Experimental CS: Benchmarking Hashing vs. Sorting & Binary Searching

Due Monday, 11/5/01, at 5 PM.

Overview

For this project, you will run an experiment to compare the effectiveness of hashing, vs. the effectiveness of sorting and binary searching. Does the theoretical analysis hold up? We'll see!

Details

1. Create a file, file1, of n random integers.

2. Create a second file, file2 of random integers that contains n/2 integers contained in file1 and n/2 new random integers.

3. The idea for this assignment is to search file1 for each of the integers in file2. Because of the way you created the files half of the key integers in file2 will be found and half will not.
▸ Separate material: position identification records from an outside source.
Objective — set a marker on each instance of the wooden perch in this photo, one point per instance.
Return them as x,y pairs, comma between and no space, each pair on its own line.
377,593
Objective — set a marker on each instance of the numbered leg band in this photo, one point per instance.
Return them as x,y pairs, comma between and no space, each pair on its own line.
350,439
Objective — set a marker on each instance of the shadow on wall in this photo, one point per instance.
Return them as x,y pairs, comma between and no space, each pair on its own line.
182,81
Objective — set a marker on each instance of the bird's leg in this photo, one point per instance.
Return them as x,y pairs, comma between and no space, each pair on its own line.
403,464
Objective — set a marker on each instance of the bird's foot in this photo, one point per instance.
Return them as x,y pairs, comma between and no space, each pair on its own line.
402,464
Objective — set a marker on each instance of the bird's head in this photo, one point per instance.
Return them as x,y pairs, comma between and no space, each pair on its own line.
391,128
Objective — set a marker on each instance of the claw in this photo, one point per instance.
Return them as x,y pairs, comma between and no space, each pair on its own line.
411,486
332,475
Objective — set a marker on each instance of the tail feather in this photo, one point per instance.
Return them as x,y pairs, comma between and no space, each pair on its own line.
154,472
You will implement this search in three ways:

sorting and binary searching
hashing in an array
hashing via chaining.

The goal is to see if there is a time difference between the methods.
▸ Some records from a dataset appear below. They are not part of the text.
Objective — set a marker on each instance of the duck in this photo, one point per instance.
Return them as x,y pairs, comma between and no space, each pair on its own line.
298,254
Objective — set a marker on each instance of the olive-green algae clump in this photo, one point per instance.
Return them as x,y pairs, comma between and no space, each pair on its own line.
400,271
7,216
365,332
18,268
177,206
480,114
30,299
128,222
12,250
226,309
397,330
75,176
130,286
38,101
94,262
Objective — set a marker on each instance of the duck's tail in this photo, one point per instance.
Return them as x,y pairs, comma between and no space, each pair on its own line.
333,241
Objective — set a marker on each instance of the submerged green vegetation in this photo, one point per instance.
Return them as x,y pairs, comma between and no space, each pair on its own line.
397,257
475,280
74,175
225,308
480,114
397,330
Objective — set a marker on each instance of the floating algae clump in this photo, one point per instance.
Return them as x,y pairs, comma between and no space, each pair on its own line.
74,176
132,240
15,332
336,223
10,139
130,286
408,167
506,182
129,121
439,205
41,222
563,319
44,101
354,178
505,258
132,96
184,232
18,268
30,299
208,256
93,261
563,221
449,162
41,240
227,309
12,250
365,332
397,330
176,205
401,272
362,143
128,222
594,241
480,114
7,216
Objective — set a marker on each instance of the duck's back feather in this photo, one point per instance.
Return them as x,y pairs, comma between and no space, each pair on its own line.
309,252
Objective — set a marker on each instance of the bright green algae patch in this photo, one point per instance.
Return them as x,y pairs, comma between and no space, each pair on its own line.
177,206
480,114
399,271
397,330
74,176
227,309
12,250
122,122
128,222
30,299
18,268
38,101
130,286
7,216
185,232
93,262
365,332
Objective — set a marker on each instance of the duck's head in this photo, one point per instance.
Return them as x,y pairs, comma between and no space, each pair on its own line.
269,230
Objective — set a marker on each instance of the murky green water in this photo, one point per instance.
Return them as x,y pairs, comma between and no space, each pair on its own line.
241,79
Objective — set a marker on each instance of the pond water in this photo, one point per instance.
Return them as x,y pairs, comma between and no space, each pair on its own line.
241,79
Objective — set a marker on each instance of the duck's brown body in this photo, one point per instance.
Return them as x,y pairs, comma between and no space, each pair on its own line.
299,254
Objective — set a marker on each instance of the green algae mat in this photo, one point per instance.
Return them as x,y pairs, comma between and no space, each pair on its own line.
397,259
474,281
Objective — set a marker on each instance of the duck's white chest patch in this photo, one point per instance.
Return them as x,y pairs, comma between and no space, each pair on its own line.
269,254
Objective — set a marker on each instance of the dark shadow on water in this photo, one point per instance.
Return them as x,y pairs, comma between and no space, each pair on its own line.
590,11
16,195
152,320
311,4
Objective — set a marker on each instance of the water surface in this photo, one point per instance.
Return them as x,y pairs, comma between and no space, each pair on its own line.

4. You will need to time the two algorithms. Look at timing.cpp for some sample code on how to do this. Additionally, you will need to keep track of various counts that reflect the amount of work that the scheme had to do. For example, for the binary search::

sort_comp // keeps track of total number of comparisons of keys needed to sort data
bs_comp_success // keeps track of total number of comparisons of keys for all successful searches
bs_comp_fail // keeps track of total number of comparisons of keys for all failed searches

Likewise, for hashing in an array, you need to keep track of

hash_create_count // keeps track of total number of times hash function is called while creating hash table
hash_create_comp // keeps track of total number of comparison of keys needed while creating hash table
hash_create_next // keeps track of total number of times that the hashing scheme has to move to another slot while creating hash table
hash_count // keeps track of total number of times hash function is called while searching hash table
hash_comp // keeps track of total number of comparison of keys needed while searching hash table
hash_next_success // keeps track of total number of times that the hashing scheme has to move to another slot during successful searches
hash_next_fail // keeps track of total number of times that the hashing scheme has to move to another slot during failed searches

You should modify these as you see fit, as well as keep track of the appropriate information for hashing by chaining.
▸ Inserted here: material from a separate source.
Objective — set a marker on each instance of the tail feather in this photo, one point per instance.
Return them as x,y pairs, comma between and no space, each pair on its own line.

You can use these counts to compute various averages. For example,

(sort_comp + bs_comp_success + bs_comp_fail)/n

measures the average cost (in comparisons) needed to sort and binary search the data.

(sum of last 7 counts)/n

measures the average cost (in comparisons and function calls) needed to create and search the hash table. Think of some other useful averages and report them. For example, you might want to compute separate averages for success and failure, or you might estimate how much more expensive a function call is than a comparison and use this to compute a weighted average. The rough outline of your code should be:

input file1;

start clock;
    create sorted list S from file1;   // use efficient mergesort on linked list
                                       // and then put result into an array
    for each i in file2, use binary search to find i in S or discover i not in S
stop clock;

start clock;
create array based hash table T from file1;
for each i in file2, use hash table search to find i in T or discover i not in T
stop clock;

start clock;
create chaining based hash table T from file1;
for each i in file2, use hash table search to find i in T or discover i not in T
stop clock;

report times;
report all counts and averages

You should make sure in each of your examples that you choose n large enough so that you can get good experimental results. Comparing two programs that run in 0.05 seconds and 0.07 seconds and concluding that the first one is faster is not good experimental technique - anything could have contributed to the difference! This does not necessarily mean that you should make n as large as possible. A moderately sized n with multiple trials on more than one random data set can be revealing.

Keep n moderate in size so that we don't overburden the servers as you run your experiments. Make sure to keep n small while you're testing your program.

Submissions

Hand in electronically your search code (in a program called benchmark.cpp) and a version of file1 and file2 that each contain 100 integers. The version of benchmark.cpp that you turn in should work with these two files, so that we can test your code on a small dataset. Also turn in a paper document (due in the grader's mailbox at 5 PM) reporting on the results you got for various n. This report should describe the details of the hashing schemes you used, the times, and an analysis of your average counts and times. This document will be graded as a written work, and you should therefore pay attention to matters of spelling, grammar, style, and clarity.